You know how, as a parent, you second-guess every decision you make pertaining to your children?
Kiran sat next to Santa last night, in his wheelchair. We got to the open house, and we watched for awhile from a safe distance. There was another little girl who was apprehensive about Santa, too, and we watched him next to her and her parents. When it was our turn, I opted to just let Kiran sit next to Santa, in his safe space. He didn’t cry this time, but he also wouldn’t smile. He did look at Santa and then bring his hand to his mouth in kinda a surprised way.
He didn’t cry, which is progress. And this was take one. We will see Santa at our Help-A-Heart party next week, and I will attempt to get an on-Santa’s-lap picture then.
I have been regretting not trying to do that last night. Get a picture of Kiran on Santa’s lap. So, of course, in true Holly fashion, I have been analyzing why I didn’t this morning.
Two reasons, really.
1) He has never liked Santa. In years past, he has been, at best, apprehensive; at worst, he has CRIED. And if you know Kiran at all, he simply doesn’t cry. Like, seriously. It is so rare for him to cry that it startles me when he does – and I certainly know something is actually really wrong. Now, this is nuts. Kiran loves EVERYONE…except Santa. And there is that part of me that simply thinks “This kid has been through – goes through, daily – enough; why would I put him through a stupid Santa lap picture when it’s going to mildly traumatize him for life?”

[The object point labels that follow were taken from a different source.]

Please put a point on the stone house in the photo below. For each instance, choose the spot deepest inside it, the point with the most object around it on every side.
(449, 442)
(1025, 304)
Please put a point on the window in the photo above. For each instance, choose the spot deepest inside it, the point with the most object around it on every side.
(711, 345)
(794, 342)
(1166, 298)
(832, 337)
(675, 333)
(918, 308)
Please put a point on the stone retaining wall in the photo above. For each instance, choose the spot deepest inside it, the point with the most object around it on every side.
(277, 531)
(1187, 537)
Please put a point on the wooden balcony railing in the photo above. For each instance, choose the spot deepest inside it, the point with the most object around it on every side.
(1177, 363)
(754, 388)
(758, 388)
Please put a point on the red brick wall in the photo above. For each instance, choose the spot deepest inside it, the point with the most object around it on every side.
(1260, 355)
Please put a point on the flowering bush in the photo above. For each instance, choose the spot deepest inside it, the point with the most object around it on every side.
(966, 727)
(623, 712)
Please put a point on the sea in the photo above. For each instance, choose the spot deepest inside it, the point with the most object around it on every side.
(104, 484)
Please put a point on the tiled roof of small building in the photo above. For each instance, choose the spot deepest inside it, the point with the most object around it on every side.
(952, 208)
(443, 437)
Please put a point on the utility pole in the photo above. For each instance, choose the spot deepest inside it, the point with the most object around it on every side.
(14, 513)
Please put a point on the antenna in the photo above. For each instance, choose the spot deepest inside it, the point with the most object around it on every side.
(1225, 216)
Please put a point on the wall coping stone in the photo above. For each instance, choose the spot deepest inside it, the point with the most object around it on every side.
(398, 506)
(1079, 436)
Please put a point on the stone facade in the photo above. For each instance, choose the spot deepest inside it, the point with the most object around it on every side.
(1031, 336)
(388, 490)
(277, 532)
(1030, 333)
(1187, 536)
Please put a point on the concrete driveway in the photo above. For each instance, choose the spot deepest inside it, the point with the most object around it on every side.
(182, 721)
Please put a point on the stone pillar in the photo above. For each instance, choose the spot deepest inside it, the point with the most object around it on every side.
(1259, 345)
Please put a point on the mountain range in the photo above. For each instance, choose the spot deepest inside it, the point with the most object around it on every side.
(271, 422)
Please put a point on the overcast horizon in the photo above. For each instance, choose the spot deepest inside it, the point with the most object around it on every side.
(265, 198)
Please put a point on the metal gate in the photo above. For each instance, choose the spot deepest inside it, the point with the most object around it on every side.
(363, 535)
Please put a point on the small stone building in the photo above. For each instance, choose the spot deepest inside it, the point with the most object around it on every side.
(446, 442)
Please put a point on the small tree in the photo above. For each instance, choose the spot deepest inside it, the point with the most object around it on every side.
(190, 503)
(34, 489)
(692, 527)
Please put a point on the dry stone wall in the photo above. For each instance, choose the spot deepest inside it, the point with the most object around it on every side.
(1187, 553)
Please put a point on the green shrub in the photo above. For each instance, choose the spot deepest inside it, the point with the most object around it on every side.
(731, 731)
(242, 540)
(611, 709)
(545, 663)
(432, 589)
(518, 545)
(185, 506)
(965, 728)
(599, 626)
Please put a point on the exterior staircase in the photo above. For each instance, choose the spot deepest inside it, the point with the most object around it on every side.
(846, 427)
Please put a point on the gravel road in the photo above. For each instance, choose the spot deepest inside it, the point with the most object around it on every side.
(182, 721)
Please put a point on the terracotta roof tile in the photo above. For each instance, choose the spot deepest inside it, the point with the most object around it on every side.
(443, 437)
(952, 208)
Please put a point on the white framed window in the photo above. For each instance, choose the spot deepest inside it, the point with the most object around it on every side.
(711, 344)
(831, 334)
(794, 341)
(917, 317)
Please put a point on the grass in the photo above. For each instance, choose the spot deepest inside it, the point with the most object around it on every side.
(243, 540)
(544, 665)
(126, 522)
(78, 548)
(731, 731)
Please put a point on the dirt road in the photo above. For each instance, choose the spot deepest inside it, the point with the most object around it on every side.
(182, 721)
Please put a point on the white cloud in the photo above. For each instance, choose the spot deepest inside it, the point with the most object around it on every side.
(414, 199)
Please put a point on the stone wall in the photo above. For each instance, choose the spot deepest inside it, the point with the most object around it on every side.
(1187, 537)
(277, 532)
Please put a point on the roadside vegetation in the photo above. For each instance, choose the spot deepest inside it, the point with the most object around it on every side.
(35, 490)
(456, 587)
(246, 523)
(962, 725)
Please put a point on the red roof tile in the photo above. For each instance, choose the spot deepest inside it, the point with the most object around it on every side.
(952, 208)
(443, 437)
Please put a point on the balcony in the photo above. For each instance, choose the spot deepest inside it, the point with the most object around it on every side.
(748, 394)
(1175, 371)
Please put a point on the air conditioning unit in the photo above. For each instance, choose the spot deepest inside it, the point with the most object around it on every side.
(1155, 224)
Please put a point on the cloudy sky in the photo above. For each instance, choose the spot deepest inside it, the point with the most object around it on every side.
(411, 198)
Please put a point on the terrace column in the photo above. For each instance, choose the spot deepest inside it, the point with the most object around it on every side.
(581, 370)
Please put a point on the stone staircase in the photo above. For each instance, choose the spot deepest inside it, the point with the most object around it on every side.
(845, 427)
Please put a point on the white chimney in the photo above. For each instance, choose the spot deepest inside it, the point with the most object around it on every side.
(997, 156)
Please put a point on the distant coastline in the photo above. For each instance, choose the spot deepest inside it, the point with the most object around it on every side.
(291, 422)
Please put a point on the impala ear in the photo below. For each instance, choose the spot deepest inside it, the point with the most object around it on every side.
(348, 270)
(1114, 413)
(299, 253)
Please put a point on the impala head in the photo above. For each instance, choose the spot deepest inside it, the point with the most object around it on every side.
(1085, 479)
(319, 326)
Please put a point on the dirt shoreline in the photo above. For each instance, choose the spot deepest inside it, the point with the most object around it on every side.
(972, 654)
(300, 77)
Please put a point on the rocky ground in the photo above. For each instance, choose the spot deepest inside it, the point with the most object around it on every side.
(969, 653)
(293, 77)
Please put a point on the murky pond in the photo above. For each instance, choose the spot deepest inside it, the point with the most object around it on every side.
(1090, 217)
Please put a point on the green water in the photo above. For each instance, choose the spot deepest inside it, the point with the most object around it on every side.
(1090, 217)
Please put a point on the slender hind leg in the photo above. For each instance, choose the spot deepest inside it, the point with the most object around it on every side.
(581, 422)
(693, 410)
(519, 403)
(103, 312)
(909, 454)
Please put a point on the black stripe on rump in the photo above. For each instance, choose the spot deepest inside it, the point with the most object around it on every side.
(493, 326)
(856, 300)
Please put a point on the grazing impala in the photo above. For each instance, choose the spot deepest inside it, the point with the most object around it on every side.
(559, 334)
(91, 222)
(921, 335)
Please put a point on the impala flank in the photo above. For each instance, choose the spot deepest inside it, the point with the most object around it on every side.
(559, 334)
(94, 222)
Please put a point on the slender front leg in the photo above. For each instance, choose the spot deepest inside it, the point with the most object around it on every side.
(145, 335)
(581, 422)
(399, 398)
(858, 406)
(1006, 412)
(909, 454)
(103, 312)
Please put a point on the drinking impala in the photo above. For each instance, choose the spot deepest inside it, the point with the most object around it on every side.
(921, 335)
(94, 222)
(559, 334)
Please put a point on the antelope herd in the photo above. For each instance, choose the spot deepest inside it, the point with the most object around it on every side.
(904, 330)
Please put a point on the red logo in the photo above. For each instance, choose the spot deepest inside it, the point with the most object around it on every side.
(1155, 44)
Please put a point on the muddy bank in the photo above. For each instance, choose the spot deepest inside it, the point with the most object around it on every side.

2) I struggle with it for a different reason this year, made so poignant by the little girl next to us who was able to communicate with her parents that she didn’t want to see Santa. Kiran can’t tell me. He can’t let me know, with words anyway, whether it is something he wants to do or not. And I really am the type of mom that wants to respect my kid’s feelings. Only…I have to guess what they are. Granted, I would know after I placed him on Santa’s lap. But I guess I just was grappling with that last night, so I played it safe.
Exposure is a good thing, though. We will try Santa’s lap at HAH. In the meantime, we will listen to the Must Be Santa song some more, and we will keep reading our Christmas books and looking at Santa’s picture.
I trust that he will let me know, the second I set him on Santa’s lap, if he is okay with it. I just hope he trusts me, his mama, to hear him and respect him – and protect him from the big scary man, if that is his experience of Santa again this year.